Spiraling tuition costs have begun to change the narrative around the value of a college degree. In 2015, more than half — 57% — of Americans had “a great deal” or “quite a lot” of confidence in higher education, according to a separate Gallup study. Last year, that figure hit a new low of 36%. That Gallup study didn’t focus on the cause of the eroding confidence, but it said that rising costs “likely play a significant role.”

Part of the problem is the scale of the higher education system in the US, where hundreds of nonprofit colleges are competing for enrollment and talent, and a large proportion of upper- and middle-class parents are willing to pay top dollar — or even go into debt themselves — to give their kids the best education possible.

Some critics of the Biden administration’s student loan forgiveness plans say that wiping out the debt doesn’t fix the root cause — and in fact could encourage universities to raise tuition even further.

The White House has forgiven a staggering $153 billion in federal student loan debt, giving a financial lifeline to millions of borrowers.

When Josh, who lives in Oregon and asked CNN not to publish his last name, received an email from the Department of Education last week, he said his first reaction was, “What the heck do they want now?”

But he soon learned there was good news: He’d qualified for loan forgiveness.

“To read the words that I now qualified, having reached the number of monthly payments … I was just blown away,” he said. “I can’t begin to describe how it feels to have this glimmer of hope that 24 years of struggle is possibly coming to an end.”

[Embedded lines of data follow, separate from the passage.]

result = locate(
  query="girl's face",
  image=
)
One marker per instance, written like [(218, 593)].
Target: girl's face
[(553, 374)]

Josh says he’s not allowing himself to get his hopes up just yet, noting that there are already two lawsuits challenging Biden’s SAVE plan. But in moments when he lets himself imagine his life without debt, he dreams of finally buying a home with his husband.

The dream of retirement

As striking as Biden’s $153 billion in forgiven debt is, it is less than 10% of the trillion-plus dollars in outstanding federal debt.

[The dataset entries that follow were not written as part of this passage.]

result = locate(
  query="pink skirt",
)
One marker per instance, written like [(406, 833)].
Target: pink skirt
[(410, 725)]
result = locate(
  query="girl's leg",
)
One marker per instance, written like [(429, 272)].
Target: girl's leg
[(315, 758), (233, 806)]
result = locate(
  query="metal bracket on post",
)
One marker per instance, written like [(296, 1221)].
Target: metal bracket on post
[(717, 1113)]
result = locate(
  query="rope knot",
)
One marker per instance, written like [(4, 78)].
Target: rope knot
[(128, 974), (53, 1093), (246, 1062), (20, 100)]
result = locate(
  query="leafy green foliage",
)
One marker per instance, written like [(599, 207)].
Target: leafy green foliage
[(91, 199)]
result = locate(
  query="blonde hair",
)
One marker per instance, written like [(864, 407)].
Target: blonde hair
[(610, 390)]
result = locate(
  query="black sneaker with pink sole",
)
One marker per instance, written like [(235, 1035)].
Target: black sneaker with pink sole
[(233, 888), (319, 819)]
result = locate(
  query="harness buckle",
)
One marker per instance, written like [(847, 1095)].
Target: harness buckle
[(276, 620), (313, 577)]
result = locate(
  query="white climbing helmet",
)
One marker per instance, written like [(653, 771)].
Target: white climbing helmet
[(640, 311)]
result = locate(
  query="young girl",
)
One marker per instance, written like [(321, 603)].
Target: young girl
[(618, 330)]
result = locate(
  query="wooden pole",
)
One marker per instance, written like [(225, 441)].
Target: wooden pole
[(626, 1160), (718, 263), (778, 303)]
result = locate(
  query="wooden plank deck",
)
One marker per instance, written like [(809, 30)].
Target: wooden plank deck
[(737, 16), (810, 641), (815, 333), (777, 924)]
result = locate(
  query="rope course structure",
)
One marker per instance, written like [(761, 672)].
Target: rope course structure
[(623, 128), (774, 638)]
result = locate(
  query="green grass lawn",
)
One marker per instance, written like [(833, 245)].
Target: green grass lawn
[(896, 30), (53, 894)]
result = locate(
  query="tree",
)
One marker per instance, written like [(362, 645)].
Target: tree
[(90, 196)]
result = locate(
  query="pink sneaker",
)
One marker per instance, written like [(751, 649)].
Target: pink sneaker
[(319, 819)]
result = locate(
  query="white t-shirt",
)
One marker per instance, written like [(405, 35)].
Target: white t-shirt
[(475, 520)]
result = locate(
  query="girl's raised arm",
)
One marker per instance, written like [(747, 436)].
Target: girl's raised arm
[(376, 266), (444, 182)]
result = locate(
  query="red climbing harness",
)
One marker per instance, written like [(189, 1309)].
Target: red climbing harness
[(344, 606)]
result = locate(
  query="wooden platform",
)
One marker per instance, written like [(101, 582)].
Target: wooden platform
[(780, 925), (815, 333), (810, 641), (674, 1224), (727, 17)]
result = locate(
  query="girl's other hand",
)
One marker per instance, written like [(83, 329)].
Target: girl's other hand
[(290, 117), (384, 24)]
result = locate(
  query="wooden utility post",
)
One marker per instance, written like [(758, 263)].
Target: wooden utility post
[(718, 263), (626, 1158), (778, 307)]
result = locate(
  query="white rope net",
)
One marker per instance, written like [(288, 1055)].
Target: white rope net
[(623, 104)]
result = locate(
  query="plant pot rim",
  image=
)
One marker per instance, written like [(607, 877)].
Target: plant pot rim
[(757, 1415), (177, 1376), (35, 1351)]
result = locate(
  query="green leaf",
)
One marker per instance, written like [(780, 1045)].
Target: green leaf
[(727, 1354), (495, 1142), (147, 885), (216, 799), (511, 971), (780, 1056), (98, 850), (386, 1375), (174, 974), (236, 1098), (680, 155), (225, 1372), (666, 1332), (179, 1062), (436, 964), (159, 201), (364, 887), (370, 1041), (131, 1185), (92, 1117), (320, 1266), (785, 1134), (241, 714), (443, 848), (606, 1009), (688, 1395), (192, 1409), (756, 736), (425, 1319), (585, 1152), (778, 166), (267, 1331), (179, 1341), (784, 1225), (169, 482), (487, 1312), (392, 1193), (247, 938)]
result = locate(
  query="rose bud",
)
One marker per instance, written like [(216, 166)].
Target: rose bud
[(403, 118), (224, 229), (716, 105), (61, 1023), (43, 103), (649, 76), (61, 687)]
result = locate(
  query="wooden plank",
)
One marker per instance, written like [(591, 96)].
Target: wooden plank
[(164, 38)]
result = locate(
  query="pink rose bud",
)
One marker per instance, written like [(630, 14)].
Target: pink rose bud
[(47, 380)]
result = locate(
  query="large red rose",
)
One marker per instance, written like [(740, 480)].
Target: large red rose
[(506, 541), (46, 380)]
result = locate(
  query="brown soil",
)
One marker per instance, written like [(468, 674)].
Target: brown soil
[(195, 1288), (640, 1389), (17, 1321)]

Since 2007, borrowers who work for the government or a nonprofit have been able to lighten their debt load through the Public Service Loan Forgiveness program. But not all public sector workers are eligible.

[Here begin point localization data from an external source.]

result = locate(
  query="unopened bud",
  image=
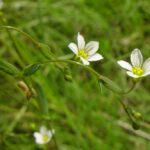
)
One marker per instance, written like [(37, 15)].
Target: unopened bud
[(135, 126), (23, 86), (67, 74), (28, 92)]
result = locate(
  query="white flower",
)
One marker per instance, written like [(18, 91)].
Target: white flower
[(1, 4), (86, 52), (44, 136), (137, 68)]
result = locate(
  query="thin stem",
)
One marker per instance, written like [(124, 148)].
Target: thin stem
[(51, 128), (99, 76), (126, 110), (22, 32)]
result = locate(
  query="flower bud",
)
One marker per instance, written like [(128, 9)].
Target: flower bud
[(135, 126), (23, 86), (67, 74)]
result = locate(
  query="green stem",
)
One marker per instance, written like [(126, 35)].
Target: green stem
[(22, 32), (126, 110), (99, 76)]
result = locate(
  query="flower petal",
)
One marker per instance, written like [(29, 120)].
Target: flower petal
[(136, 58), (81, 41), (84, 61), (95, 57), (146, 65), (125, 65), (132, 75), (73, 47), (38, 138), (92, 47), (43, 130)]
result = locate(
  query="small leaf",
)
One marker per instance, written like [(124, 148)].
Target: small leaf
[(110, 85), (45, 50), (8, 68), (31, 69)]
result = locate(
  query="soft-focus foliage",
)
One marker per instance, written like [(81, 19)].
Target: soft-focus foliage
[(84, 116)]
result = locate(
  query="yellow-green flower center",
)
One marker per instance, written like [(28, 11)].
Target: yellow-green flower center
[(45, 138), (137, 71), (82, 53)]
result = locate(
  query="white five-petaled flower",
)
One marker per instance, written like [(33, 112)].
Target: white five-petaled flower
[(44, 136), (137, 68), (86, 52)]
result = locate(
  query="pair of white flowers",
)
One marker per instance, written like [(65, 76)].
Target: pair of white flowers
[(87, 53), (44, 136)]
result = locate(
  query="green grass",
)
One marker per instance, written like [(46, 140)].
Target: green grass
[(84, 117)]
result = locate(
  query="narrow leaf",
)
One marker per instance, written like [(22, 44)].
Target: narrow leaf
[(31, 69), (8, 68)]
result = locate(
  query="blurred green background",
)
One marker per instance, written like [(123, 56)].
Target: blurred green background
[(83, 116)]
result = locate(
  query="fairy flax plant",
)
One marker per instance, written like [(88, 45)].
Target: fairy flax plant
[(86, 53)]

Amy Coody, a social worker at a maximum-security women’s prison in Wetumpka, Alabama, says she is ineligible for the PSLF program because she’s employed through a third-party contractor rather than directly by the state.

“Even though I’m in the prison and dealing with the inmates, they said that that’s not public service,” she said in an interview. “I’ve been paying on my loans for 21 years, and I’m never going to be able to retire at this rate.”

Borrowers who took private loans or moved their debt to private lenders to consolidate it also aren’t eligible for loan forgiveness.

That’s an acute frustration for Ralph Davis, a 64-year-old chiropractor from Savannah, Georgia. Davis said he doesn’t begrudge anyone lucky enough to have their debt wiped away. But he can’t help see “sort of an essential unfairness” within the Biden programs.

Davis graduated from chiropractic college in 1986, with about $30,000 in debt from federal student loans. At the time, he was advised to consolidate those debts through a private lender. He later amassed $40,000 in debt trying to get an additional degree through a for-profit college, though he eventually gave up on the degree when the college kept changing the curriculum to move the finish line forward.

But because Davis consolidated his debt through a private lender, he’s not eligible for federal forgiveness programs.

He isn’t bitter about it, and he’s not counting on a magic wand to come and zap his debt away. But he is conscious of being left out, resigned to the reality that it may take nine more years before he can finally pay off his loans.

“I did freely enter into these arrangements in order to advance my career — nobody tied my hands and said, ‘sign here,’” he told CNN. “And I have faithfully from the day I graduated my doctoral program in ’86, through the additional education … even during the pandemic.”

But over the past four decades “basically, every dime I’ve paid has gone to interest,” Davis said. “And of course, that does tend to put retirement ideas a little bit on hold.”